As I believe I have mentioned in this space before, I am in BarBri hell. Every morning I get up, shower, get on the el, and trudge into the loop for a three and a half hour closed-circuit video lecture on one of several scintillating law topics that will be covered on the Illinois Bar Exam. After that, I get back on the el, trudge home, and lay on the couch, listlessly watching t.v. and berating myself for not doing the BarBri homework assignments.

Really the only saving grace about BarBri is that I get to regularly see my friends. We sit next to each other, pass notes, and chat during breaks. Makes the whole thing less horrible.

Except I have this one friend? Who I actually like quite a bit? Who is driving me SO BATSHIT CRAZY that I don’t know what to do. He is making me so nuts that I am tempted to sacrifice the anonymity of this blog just to call him out for all the internets to see.

But I won’t. Instead, I will call him Guido. “Guido” is punishment enough.

Guido is incapable of whispering. Seriously. He is also apparently incapable of writing notes. Most of us, when we want to make a snarky comment about something the lecturer is saying, write said snarky comment in the margins of our BarBri review books. Guido? Just says it out loud. Not in a whisper. It causes people sitting around him to shoot him looks of such disdain you would think he would take the hint. People in BarBri are very high strung, and they do not like interruptions.

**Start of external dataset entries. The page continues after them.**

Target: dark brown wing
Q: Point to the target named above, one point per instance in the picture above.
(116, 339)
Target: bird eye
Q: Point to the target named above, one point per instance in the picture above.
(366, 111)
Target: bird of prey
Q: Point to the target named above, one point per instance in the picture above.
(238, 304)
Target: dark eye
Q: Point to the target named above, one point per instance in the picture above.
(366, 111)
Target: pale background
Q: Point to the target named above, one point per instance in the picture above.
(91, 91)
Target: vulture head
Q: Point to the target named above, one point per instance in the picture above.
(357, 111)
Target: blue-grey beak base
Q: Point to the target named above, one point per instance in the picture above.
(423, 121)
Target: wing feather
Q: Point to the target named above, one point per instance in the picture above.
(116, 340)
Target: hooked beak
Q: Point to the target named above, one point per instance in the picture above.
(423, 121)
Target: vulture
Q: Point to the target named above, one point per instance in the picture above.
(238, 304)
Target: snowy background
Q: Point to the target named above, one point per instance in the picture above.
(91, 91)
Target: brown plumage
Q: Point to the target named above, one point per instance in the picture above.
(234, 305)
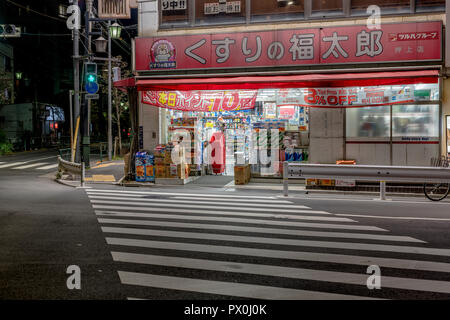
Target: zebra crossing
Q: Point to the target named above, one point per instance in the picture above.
(172, 244)
(49, 164)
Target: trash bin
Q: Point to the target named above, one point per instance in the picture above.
(140, 166)
(149, 168)
(145, 167)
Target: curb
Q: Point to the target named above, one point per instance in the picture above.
(64, 183)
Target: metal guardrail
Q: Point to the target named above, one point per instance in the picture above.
(364, 172)
(73, 168)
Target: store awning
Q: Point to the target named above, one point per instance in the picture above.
(291, 81)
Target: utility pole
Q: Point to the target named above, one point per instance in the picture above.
(86, 105)
(76, 80)
(109, 94)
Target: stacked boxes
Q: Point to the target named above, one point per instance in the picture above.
(145, 167)
(242, 174)
(165, 168)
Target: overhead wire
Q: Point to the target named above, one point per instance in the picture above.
(36, 12)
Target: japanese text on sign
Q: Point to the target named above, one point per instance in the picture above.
(173, 5)
(233, 100)
(337, 45)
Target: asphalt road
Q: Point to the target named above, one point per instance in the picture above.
(195, 242)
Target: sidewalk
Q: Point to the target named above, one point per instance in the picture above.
(106, 172)
(112, 172)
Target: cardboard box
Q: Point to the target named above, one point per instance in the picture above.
(171, 171)
(159, 161)
(242, 174)
(167, 157)
(160, 171)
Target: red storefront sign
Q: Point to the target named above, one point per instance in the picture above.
(201, 100)
(421, 41)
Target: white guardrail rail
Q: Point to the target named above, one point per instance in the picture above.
(73, 168)
(364, 172)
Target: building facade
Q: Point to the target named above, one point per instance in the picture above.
(342, 79)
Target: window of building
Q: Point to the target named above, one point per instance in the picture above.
(430, 5)
(368, 122)
(359, 7)
(415, 120)
(272, 10)
(174, 13)
(219, 12)
(326, 8)
(7, 64)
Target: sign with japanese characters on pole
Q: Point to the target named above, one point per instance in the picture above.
(401, 42)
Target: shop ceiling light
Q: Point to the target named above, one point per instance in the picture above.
(100, 44)
(115, 30)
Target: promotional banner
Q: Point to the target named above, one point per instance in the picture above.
(419, 41)
(197, 100)
(345, 97)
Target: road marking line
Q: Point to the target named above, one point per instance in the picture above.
(284, 272)
(27, 166)
(238, 220)
(48, 167)
(371, 200)
(179, 194)
(103, 178)
(227, 288)
(203, 204)
(199, 205)
(285, 217)
(402, 218)
(124, 196)
(11, 164)
(284, 254)
(272, 231)
(281, 241)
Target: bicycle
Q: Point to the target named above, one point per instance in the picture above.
(437, 191)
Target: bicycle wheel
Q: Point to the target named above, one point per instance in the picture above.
(436, 191)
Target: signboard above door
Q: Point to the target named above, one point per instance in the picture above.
(401, 42)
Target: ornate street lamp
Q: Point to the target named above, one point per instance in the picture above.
(100, 44)
(114, 30)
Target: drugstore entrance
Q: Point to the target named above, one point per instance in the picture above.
(261, 137)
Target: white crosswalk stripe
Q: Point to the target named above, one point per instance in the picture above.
(11, 164)
(31, 165)
(227, 288)
(238, 219)
(51, 166)
(191, 236)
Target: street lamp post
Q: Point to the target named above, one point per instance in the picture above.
(114, 31)
(109, 95)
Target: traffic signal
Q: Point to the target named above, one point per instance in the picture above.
(90, 72)
(9, 30)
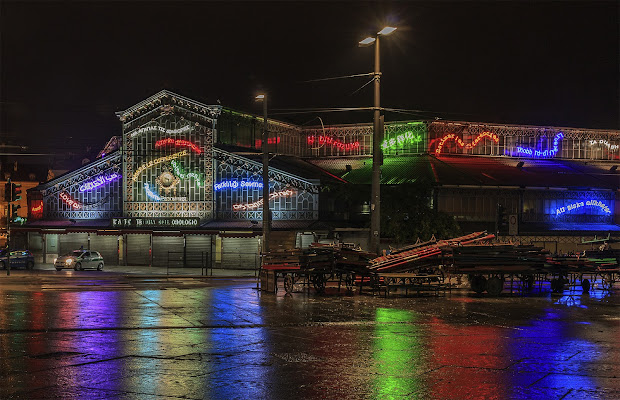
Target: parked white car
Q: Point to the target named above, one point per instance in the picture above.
(79, 260)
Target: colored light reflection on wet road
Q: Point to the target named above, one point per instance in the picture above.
(396, 351)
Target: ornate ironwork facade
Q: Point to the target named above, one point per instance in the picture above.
(239, 191)
(167, 165)
(90, 192)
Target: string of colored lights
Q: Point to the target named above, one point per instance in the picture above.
(460, 142)
(604, 143)
(178, 171)
(157, 161)
(178, 143)
(66, 197)
(322, 140)
(256, 204)
(237, 184)
(579, 204)
(400, 140)
(99, 181)
(155, 128)
(150, 194)
(542, 153)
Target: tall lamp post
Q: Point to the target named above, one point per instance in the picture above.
(377, 138)
(265, 149)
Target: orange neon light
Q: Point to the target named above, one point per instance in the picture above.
(460, 142)
(178, 143)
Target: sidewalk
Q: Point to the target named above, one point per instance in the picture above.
(145, 270)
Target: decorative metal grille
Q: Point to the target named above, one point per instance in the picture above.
(91, 192)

Guido refuses to take the hint. These people really hate Guido and, by association, his friends. I feel very awkward about being associated with snotty people who refuse to conform to social norms. I am a people pleaser. While I don’t always pay perfect attention in BarBri, I try to be courteous enough to not make it harder for other people to pay attention. Do the crossword! Do sudoku! Write notes in the margins! Text message, for all I care! But the talking? Has to stop.

Today, I sat next to Guido. He kept trying to talk to me. I kept shooting him Teacher Death Stare (being a former teacher has its advantages.) At the break, I called him out. “Seriously, Guido,” I said, “I know you think I’m being prissy, but it’s annoying as hell, and it’s rude. Stop talking. Please.”

Guido looked a little wounded. I didn’t care. It was worth it if it made the talking stop.

When we came back from break, however, I realized I had not been specific enough about the need for silence generally, rather than focusing on the talking. Why? Guido had returned from the snack shop with a half-pound sized bag of wasabi peas. In loud crinkly cellophane.

crinklecrinklecrinkle…..crunch! one pea down the hatch.

crinklecrinklecrinkle….crunch! pea two.

For an hour, people. One freaking pea at a time. Loud, open-mouthed crunching. I thought the girl sitting in front of us was going to lose her mind. She actually left class early, after shooting Guido a look of death. Guido drove her out. With PEAS.

Is there a way to nicely tell a friend that you will never, under any circumstances, sit next to them in BarBri ever again?